After reading over your comments, I do think this is close to the "structured procrastination" concept... although I don't keep the dissertation at the top of my list intentionally to motivate myself - this sounds like you never really plan to do it - whereas I really do plan to and would like to work on it.

What made me finally come back to comment on this post is a section I came across in "Making It All Work" by David Allen. He is talking about energy level being a factor to consider when deciding what actions to do at a given moment. He is suggesting that when your energy is low, you should work on tasks that will still keep you positively engaged with your world (e.g. cleaning up email, replacing your printer cartridge). I think by your definition, this would be planned delay, as you are making a conscious decision to delay more intensive tasks based on your energy level.

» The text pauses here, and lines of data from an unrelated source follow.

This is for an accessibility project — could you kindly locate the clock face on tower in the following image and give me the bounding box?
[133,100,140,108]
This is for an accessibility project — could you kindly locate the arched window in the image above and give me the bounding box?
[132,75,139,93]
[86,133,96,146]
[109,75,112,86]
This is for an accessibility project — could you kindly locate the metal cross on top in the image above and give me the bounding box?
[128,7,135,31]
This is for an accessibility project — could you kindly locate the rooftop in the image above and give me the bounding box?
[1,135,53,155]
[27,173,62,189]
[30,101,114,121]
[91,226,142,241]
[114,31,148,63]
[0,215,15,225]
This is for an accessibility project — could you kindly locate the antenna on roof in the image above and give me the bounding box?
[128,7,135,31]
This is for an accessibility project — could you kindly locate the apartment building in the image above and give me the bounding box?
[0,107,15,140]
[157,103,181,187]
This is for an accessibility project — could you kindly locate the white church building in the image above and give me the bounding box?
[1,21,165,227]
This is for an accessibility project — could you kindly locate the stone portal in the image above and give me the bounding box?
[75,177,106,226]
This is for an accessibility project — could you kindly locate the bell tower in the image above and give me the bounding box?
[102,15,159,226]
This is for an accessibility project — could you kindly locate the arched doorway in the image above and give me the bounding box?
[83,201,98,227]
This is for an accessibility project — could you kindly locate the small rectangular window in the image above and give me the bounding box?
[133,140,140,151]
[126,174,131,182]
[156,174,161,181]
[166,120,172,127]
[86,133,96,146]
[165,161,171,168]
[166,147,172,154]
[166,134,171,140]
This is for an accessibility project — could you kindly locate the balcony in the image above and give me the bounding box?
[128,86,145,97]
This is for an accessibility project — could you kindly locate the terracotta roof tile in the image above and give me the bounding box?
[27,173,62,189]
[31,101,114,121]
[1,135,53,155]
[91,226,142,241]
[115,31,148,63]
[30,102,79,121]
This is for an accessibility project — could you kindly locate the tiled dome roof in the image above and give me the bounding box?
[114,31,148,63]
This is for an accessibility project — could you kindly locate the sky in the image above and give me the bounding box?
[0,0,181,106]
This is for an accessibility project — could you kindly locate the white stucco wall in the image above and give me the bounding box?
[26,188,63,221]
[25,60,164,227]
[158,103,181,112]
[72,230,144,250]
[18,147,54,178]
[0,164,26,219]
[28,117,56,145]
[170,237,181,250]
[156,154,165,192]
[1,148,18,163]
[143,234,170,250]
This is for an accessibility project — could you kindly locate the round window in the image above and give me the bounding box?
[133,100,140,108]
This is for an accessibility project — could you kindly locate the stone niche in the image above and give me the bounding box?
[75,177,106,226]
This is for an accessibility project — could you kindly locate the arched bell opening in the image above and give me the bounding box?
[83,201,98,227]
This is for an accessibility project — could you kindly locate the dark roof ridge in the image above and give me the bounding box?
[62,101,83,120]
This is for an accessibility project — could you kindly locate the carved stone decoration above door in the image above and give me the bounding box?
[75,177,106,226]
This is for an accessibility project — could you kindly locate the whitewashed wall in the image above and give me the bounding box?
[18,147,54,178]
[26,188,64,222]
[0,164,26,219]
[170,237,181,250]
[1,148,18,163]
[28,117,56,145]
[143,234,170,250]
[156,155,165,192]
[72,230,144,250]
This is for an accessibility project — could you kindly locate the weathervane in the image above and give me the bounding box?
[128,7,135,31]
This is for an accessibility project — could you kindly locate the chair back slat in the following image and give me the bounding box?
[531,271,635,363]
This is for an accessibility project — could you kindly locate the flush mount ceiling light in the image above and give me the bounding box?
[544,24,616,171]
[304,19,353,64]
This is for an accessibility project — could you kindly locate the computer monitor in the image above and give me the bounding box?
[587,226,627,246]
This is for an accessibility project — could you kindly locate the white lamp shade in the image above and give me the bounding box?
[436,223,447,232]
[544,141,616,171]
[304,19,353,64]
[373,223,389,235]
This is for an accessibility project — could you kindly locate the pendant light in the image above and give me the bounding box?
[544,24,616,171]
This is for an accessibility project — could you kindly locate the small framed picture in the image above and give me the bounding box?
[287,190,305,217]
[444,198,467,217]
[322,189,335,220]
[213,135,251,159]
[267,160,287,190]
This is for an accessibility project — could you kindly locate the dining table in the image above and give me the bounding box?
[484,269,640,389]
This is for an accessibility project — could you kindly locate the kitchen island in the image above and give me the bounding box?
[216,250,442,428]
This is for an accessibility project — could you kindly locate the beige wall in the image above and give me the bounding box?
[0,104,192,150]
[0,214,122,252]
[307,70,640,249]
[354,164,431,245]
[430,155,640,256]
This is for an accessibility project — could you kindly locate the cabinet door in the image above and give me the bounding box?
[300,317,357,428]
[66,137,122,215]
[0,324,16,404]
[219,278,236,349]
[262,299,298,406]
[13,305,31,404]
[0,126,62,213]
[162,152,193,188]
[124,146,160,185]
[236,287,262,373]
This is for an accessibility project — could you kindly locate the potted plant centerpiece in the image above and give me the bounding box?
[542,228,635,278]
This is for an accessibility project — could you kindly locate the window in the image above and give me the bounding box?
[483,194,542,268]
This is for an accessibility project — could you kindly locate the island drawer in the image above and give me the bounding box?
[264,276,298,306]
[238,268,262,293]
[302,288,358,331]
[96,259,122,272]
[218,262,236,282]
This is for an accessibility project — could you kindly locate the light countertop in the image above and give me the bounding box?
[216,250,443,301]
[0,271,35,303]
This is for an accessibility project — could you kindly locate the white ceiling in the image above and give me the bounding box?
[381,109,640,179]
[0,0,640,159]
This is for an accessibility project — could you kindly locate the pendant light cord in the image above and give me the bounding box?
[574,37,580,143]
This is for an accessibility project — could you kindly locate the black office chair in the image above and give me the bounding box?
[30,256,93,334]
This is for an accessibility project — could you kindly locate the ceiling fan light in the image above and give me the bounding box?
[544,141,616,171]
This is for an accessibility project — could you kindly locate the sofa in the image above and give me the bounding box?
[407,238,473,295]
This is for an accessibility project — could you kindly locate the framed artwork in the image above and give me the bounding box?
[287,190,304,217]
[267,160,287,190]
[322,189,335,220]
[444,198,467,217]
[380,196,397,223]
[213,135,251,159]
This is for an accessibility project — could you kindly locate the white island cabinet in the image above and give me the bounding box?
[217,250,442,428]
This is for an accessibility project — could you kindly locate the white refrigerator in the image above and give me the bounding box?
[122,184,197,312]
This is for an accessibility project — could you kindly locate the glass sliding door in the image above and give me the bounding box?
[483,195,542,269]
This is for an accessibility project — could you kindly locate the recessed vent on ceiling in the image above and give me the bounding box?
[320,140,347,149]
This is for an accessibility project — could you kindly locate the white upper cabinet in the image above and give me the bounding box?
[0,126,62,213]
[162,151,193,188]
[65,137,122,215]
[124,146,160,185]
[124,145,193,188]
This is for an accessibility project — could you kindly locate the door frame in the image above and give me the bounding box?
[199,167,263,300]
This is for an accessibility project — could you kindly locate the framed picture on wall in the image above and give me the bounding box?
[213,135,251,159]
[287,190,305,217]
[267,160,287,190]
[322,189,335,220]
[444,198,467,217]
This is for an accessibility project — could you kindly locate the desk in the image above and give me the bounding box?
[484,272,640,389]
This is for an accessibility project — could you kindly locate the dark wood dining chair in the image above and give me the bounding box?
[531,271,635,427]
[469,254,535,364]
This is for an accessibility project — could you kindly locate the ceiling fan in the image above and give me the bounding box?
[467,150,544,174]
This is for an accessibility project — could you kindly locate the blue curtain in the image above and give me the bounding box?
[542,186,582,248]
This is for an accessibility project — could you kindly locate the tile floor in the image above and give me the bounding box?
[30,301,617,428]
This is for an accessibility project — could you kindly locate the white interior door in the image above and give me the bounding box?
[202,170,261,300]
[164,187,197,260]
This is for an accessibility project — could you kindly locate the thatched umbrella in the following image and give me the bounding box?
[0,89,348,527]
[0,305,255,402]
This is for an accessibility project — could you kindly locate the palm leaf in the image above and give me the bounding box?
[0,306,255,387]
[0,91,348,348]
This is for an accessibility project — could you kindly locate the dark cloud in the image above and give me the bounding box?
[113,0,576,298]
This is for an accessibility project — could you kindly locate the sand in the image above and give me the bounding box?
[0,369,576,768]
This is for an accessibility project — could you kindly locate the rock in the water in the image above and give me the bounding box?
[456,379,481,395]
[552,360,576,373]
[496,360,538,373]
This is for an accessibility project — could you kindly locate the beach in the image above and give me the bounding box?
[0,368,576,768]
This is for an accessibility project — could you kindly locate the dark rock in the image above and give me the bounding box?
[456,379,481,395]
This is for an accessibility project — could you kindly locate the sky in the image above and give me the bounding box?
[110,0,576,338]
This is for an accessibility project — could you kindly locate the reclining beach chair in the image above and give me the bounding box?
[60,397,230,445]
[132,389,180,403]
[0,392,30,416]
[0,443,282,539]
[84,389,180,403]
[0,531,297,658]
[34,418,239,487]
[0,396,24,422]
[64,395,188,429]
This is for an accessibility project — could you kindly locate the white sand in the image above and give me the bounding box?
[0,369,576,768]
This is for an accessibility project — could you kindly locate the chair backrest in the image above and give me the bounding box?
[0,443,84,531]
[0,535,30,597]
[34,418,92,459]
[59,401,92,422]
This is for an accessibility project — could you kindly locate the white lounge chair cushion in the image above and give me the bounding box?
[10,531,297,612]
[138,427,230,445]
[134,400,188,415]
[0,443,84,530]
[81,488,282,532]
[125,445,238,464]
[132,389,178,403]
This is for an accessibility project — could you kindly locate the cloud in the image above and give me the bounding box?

However, he then goes on to say this:
"Of course the line between doing simple things because that's the best you can manage and doing simple things as a way to avoid the more challenging ones is very thin! But if you're going to procrastinate anyway, you might as well enjoy the downtime but get some constructive things done. Doing something and feeling slightly anxious is probably better than doing nothing and feeling seriously guilty. As long as you're at least willing to engage with your world in any kind of constructive manner, taking any action at all will often start moving your energy in the right direction, and you might actually reach a level of sufficient strength that you need to tackle a project a little riskier with a higher payoff."

I think his last point is particularly interesting. It is almost an extention of the "just take out the file" strategy - except you're working on something totally different, hoping it will get you in a positive mood and make you feel more like working on the other task you are procrastinating. I think for graduate students, especially, it can be an important point. I know for a while I was in a bit of a rut. I had finished classes and cleared some other things off my plate, and my advisor was encouraging me to put some other projects aside until I got some work done on my dissertation. However, because I tended to procrastinate on my dissertation, and I had nothing else productive I could work on instead, I just ended up feeling *really* guilty all the time, and trying to avoid thinking about work by doing lots of mindless things - and ended up in a really low energy, low productive rut. I think a key to fighting procrastination is to keep moving forward, be aware that you are procrastinating, and keep your mind on the project you are procrastinating on - eventually you will work up the energy to work on it - even if it isn't as often or as much as you would ideally like, it might be better than nothing.